Patrick Modiano, la sentinelle

novembre 2014

#Divers

C’est à une œuvre de « l’intranquillité », à une « sentinelle » que le prix Nobel de littérature a été attribué cette année ; à un « gardien des traces », celles d’une époque qui forme l’univers de ses romans et qui va de la fin de l’Occupation jusqu’au début des années 1950. Bien mieux qu’une protestation ouverte ou qu’une dénonciation, le sentiment de peur diffuse, d’une angoisse latente qui pénètre les vies perpétuellement « sur le qui-vive » des personnages de Modiano, qu’ils soient coupables ou victimes, est un témoignage, au sens fort du terme – et pas seulement de la littérature. Dans ses romans, les appartements sont loués furtivement, les chambres d’hôtel sont éphémères, et plus sûres quand on ferme portes et volets ; on y préfère habiter le monde « de manière clandestine, en évitant de laisser des traces de sa présence », on choisit des « zones neutres ». Le brouillage permanent de la frontière entre le licite et l’illicite, entre l’illégal et une vraie complicité avec l’occupant, en dit long, lui aussi, sur l’époque trouble à laquelle nous confrontent ses romans, et que les Français ont laissé si longtemps, et si volontiers, dormir…

Le gardien des traces

Cette inquiétude laisse des traces jusque dans les moments heureux de la vie, et marque le style de l’auteur : ainsi la nécessité, pour lui, de l’euphémisme, de la litote, de la retenue. Signes de la « pudeur » des grands classiques, disait Gide ; sans doute ; mais chez Modiano, cette pudeur est prudence : mieux vaut baisser la voix (on ne sait jamais). Il est « dangereux de parler trop fort », et il faut désarmer les dieux, toujours envieux. Les rares joies évoquées par l’auteur, la naissance de sa fille dans Livret de famille1, relèvent de cette intranquillité : quand le narrateur a enfin réussi à convaincre les services de l’état civil d’inscrire l’enfant qui vient de naître, même s’il est tard (ils vont fermer, ce sont des fonctionnaires et puis, comme chez Kafka, les services publics ne sont jamais d’emblée bienveillants…), le commentaire du narrateur soulagé est prudent : « En somme, nous venions de participer au début de quelque chose » : « en somme », « quelque chose » : l’espérance, peut-être ? Mais ce serait tenter le diable que de ne pas choisir ses mots avec quelque méprise…

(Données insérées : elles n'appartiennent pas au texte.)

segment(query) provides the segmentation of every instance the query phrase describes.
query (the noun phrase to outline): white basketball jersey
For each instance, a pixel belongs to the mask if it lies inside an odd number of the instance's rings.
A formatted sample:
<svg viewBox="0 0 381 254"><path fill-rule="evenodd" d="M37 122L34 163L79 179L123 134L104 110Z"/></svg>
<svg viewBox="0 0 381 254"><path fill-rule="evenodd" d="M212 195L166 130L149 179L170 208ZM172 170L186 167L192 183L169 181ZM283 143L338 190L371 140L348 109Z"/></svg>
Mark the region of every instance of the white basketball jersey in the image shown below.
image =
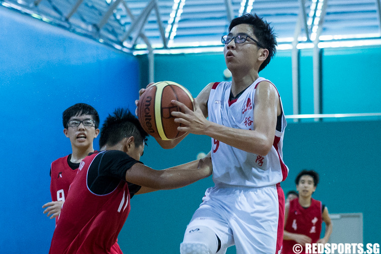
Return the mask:
<svg viewBox="0 0 381 254"><path fill-rule="evenodd" d="M263 81L270 82L259 78L238 99L230 102L232 82L215 83L208 101L209 120L232 128L253 130L254 95L258 84ZM281 122L277 124L280 131L276 130L273 146L266 156L245 152L212 139L213 180L216 186L258 187L285 179L289 169L283 162L282 146L287 122L281 101L280 104L282 115L278 120Z"/></svg>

Oui, Modiano est une sentinelle, sur le qui-vive, toujours ; guetteur des ombres et des fantômes du passé, les suscitant, attendant leur passage. Les traces sont parfois très modestes : un billet, dans la poche d’un enfant gardé par une amie, à laquelle l’ont laissé (abandonné ?) ses parents : « Pour que tu ne te perdes pas dans le quartier2 »… Non, le narrateur n’a pas le choix : il lui faut se souvenir, pour vivre, ou survivre : « Vivre, c’est s’obstiner à achever un souvenir3. » Il lui faut ouvrir des portes refermées depuis longtemps : le livre doit être battant. Il pose, de livre en livre, la question de Gracq, celle de la sentinelle : « Qui vive ? », hanté par le souci d’être un « gardien des traces », une « sentinelle de l’oubli4 », car Dora Bruder, jeune juive, a disparu de manière sinistrement historique. Et tant pis si le passé se dérobe, si les fantômes n’aiment pas trop qu’on les retrouve, si, de livre en livre, tombe la réponse fatidique : « Il n’y a pas d’abonnés au numéro que vous demandez. » L’attente continue, attente d’un coup de fil, d’un être, d’un embarquement ; elle est portée par une persévérance têtue, la patience de ceux qui n’ont rien à perdre, et surtout pas l’espérance. « De la patience. Beaucoup de patience5. » Même sans fil d’Ariane, il faut tenter de mettre du sens ; pas seulement dans la vie passée du narrateur, non, mettre du sens, en général, dans cette grisaille, cette discontinuité, cette superposition fantomatique du présent et du passé, ces hantises. L’univers kafkaïen est proche, mais ce n’est pas le même : car ici, ce n’est pas qu’il ne puisse y avoir du sens ; mais il n’apparaît pas, il se dérobe, le monde semble livré au hasard ; le sens est brouillé, aussi, par ceux qui y ont intérêt. L’écrivain seul peut faire de ces événements et rencontres aléatoires un tracé, même discontinu.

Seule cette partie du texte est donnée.